Mathieu has an extraordinary palate, a great memory; little formal training. He grew up in Montlouis-sur-Loire, famous for its Chenin Blanc. He attended restaurant school learning to manage front of house. He worked in the Basque country, a convenient hour or two from Bordeaux. He started visiting, tasting wine and learning. He took a couple of courses but nothing too rigorous or academic. “I’m too lazy to do a masters of wine course” he tells me. “I care more about how it tastes than where it comes from or how it was made”.

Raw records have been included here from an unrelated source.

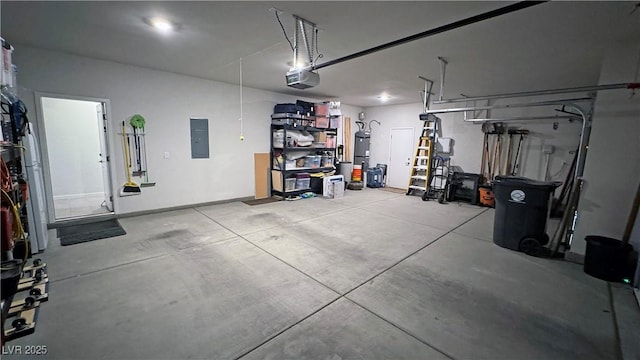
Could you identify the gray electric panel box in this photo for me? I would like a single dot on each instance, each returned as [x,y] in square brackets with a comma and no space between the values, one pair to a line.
[361,149]
[199,138]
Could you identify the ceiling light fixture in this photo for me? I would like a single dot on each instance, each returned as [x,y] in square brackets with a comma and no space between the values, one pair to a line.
[163,25]
[384,97]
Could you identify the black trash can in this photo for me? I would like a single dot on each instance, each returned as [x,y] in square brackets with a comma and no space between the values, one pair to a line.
[522,206]
[608,259]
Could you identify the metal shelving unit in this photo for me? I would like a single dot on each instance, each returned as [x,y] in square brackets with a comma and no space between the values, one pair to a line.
[289,122]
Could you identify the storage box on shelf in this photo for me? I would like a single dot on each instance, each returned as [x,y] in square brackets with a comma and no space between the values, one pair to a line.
[297,147]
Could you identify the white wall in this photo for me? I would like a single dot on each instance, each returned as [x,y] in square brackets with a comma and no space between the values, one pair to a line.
[74,146]
[167,101]
[468,138]
[612,169]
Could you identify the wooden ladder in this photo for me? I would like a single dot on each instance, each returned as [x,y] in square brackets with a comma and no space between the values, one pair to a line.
[422,160]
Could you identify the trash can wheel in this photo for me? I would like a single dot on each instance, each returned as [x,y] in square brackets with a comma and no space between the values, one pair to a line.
[530,246]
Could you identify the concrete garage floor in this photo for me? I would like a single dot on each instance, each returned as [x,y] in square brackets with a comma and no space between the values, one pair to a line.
[373,275]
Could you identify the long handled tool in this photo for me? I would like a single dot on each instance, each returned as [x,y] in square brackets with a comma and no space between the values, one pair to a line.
[507,163]
[129,186]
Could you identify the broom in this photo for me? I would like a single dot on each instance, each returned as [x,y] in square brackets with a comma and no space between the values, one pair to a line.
[129,186]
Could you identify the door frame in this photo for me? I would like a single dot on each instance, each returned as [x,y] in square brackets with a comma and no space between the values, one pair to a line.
[413,132]
[44,149]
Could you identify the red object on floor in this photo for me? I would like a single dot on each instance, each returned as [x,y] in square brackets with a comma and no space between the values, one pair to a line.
[7,229]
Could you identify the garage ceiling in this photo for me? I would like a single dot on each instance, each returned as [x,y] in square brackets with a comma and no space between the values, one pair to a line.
[556,44]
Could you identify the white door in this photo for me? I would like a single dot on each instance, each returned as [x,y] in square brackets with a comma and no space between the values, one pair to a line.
[104,154]
[401,147]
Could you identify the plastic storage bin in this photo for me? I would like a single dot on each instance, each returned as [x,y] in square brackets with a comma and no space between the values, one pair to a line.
[313,161]
[327,160]
[290,184]
[522,207]
[322,122]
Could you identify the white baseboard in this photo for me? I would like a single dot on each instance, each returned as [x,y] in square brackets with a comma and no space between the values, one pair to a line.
[77,196]
[574,257]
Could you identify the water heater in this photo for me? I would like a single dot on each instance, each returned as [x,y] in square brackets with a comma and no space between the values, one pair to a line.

Inspired by his grandparents’ house, where local people would come to speak official business with his grandfather – the mayor of the village – or simply to enjoy food and wine among neighbors. “They served homemade wine or brandy…It wasn’t very good” laughs Mathieu “but the atmosphere was perfect”. This wonderful village of Mathieu’s youth was called Noize.
He has a perfect team. Chef Daniel Mertl trained at Chez Bruce then worked at Le Gavroche and The Savoy. He has the technical skill for culinary stardom but prefers cookery to marketing. He likes being in the kitchen and it shows in his food: a superbly curated selection of inspired classic French dishes.
Most of the dining room staff have known Mathieu for ages. They share an attitude that restaurant work should be fun for both themselves and patrons. The restaurant is closed 2 ½ days a week and for holidays out of recognition that service people have real lives and families too! They are not hoping to build a dining empire or make a fortune. For them, it is a way of life that makes for a very pleasant customer experience.
But back to wine and why Mathieu is so great.
Noize, a big-time London restaurant with its sensibilities rooted in its eponymous Loire village, has become a special sanctuary for me whenever I am back in London.